Bütün kara parçalarında, Nijerya şiiri hariç değil

Şair Hakan Unutmaz, Çağdaş Nijerya Şiiri'ni Türkçeye kazandıran İlyas Tunç ile konuştu.

'Çağdaş Nijerya Şiiri Antolojisi' kitabının kapağı 

Paylaş

Hakan UNUTMAZ

İlyas Tunç, onlarca farklı kabilenin, farklı dilin, farklı kültürün bir kazanda kaynadığı Nijerya’da şiir adına yapılmış çağdaş işleri dilimize kazandırdı. Geçtiğimiz haftalarda “Çağdaş Nijerya Şiiri Antolojisi” adıyla okurla buluşan derleme Nijerya şiirinin kapsamlı bir atlasını çıkarıyor.

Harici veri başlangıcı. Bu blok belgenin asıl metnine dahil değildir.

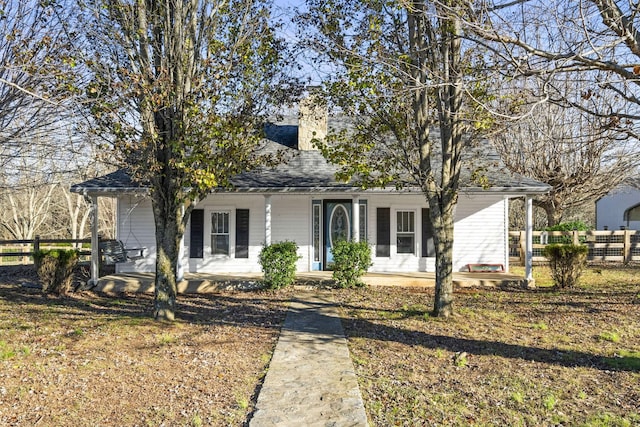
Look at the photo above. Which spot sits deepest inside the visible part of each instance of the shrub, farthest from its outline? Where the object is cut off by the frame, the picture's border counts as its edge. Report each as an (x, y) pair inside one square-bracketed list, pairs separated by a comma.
[(351, 261), (278, 262), (566, 262), (569, 226), (56, 269)]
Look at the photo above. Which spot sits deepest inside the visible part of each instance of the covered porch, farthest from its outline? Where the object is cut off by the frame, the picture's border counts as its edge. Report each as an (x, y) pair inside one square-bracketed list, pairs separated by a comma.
[(211, 283)]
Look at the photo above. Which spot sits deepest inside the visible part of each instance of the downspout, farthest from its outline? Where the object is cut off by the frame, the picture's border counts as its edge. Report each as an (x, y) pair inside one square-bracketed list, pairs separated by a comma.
[(95, 244), (529, 282)]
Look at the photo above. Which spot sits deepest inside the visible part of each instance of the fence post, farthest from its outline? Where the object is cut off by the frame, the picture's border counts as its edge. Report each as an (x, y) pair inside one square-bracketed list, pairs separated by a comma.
[(627, 246)]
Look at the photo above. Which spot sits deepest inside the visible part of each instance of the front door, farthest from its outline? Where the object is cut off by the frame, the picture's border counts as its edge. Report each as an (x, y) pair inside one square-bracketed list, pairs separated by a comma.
[(337, 226)]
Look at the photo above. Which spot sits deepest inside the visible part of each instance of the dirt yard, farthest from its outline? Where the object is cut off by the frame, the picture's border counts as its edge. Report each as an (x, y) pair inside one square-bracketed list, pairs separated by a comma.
[(97, 360), (507, 358)]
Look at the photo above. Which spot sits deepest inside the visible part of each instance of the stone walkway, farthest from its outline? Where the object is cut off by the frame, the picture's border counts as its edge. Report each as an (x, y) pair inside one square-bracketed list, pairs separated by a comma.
[(311, 380)]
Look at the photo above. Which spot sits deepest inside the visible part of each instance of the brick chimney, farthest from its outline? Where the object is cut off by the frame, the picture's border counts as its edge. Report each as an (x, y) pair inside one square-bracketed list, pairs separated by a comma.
[(312, 119)]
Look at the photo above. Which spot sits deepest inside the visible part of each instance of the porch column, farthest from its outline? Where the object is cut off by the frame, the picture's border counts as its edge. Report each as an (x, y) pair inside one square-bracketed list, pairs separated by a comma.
[(355, 230), (267, 220), (95, 245), (528, 260)]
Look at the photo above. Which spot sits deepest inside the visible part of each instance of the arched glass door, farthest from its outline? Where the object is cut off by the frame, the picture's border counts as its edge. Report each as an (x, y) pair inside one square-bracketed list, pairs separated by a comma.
[(337, 226)]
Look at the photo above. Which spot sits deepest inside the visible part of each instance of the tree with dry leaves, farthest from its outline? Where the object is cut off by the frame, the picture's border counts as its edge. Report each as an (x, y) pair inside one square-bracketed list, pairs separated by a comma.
[(180, 91), (400, 70)]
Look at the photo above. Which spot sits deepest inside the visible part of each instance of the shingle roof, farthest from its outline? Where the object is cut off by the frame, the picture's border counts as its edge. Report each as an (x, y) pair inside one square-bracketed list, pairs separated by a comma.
[(308, 171)]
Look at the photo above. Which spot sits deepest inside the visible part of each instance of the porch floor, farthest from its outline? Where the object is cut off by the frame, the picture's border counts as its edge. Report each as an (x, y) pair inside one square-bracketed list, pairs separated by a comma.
[(207, 283)]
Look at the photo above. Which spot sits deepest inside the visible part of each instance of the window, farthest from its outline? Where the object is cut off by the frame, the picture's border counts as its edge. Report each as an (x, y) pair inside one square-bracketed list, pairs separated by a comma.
[(363, 220), (405, 232), (428, 247), (242, 233), (196, 248), (220, 233)]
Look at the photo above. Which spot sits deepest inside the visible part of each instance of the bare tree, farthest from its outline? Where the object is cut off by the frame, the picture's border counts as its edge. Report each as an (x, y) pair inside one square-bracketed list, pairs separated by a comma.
[(595, 42), (578, 154), (36, 77), (402, 69)]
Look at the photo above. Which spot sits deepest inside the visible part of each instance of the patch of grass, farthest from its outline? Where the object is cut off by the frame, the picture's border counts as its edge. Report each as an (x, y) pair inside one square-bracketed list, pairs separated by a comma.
[(166, 339), (541, 326), (6, 352), (610, 420), (243, 403), (196, 421), (550, 402), (624, 360), (533, 356), (86, 358), (518, 397), (609, 336)]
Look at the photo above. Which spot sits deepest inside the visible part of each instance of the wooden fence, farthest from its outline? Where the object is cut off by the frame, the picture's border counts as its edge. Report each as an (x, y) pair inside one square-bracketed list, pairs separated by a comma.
[(15, 252), (604, 246)]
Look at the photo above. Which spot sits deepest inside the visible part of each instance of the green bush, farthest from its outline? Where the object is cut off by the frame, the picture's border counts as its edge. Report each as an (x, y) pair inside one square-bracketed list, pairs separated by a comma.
[(278, 262), (351, 261), (569, 226), (566, 262), (56, 269)]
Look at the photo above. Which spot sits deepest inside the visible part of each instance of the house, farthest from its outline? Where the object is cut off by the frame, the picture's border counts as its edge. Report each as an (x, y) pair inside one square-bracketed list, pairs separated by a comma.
[(620, 208), (301, 201)]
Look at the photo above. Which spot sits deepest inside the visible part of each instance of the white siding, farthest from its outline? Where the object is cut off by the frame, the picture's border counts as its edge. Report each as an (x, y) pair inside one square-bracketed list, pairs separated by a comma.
[(480, 231), (611, 208), (135, 228), (479, 234)]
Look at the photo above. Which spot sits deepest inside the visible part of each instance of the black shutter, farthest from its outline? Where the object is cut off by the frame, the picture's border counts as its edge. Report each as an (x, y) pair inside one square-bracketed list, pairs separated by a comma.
[(428, 247), (196, 246), (383, 232), (242, 233)]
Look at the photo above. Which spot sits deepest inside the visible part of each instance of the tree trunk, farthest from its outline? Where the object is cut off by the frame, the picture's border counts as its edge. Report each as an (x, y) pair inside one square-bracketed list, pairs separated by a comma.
[(169, 232), (443, 221), (552, 211)]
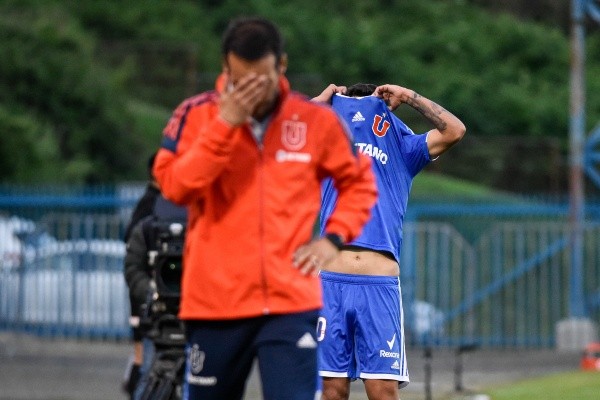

Çalışma için Usta Şair Cemal Süreya’dan esinlenerek “Bütün kara parçalarında, Nijerya şiiri hariç değil” diyebiliriz.

Tunç’un son kitabı “Çağdaş Nijerya Şiiri Antolojisi”nden hareketle Nijerya şiiri, toplumsal sürecin şiire etkisi ve genel şiir sorunları üzerine kendisiyle bir sohbet gerçekleştirdik. “Nijeryalı şairlerin duygularını üyeleri oldukları kabile dilleriyle daha anlaşılır, daha etkili, daha coşkulu aktaracaklarını söyleyebiliriz” ifadelerini kullanan Tunç, “Ancak ben, İngilizce yazılan dizelerde bir samimiyetsizlik ya da yapaylık sezmedim” dedi.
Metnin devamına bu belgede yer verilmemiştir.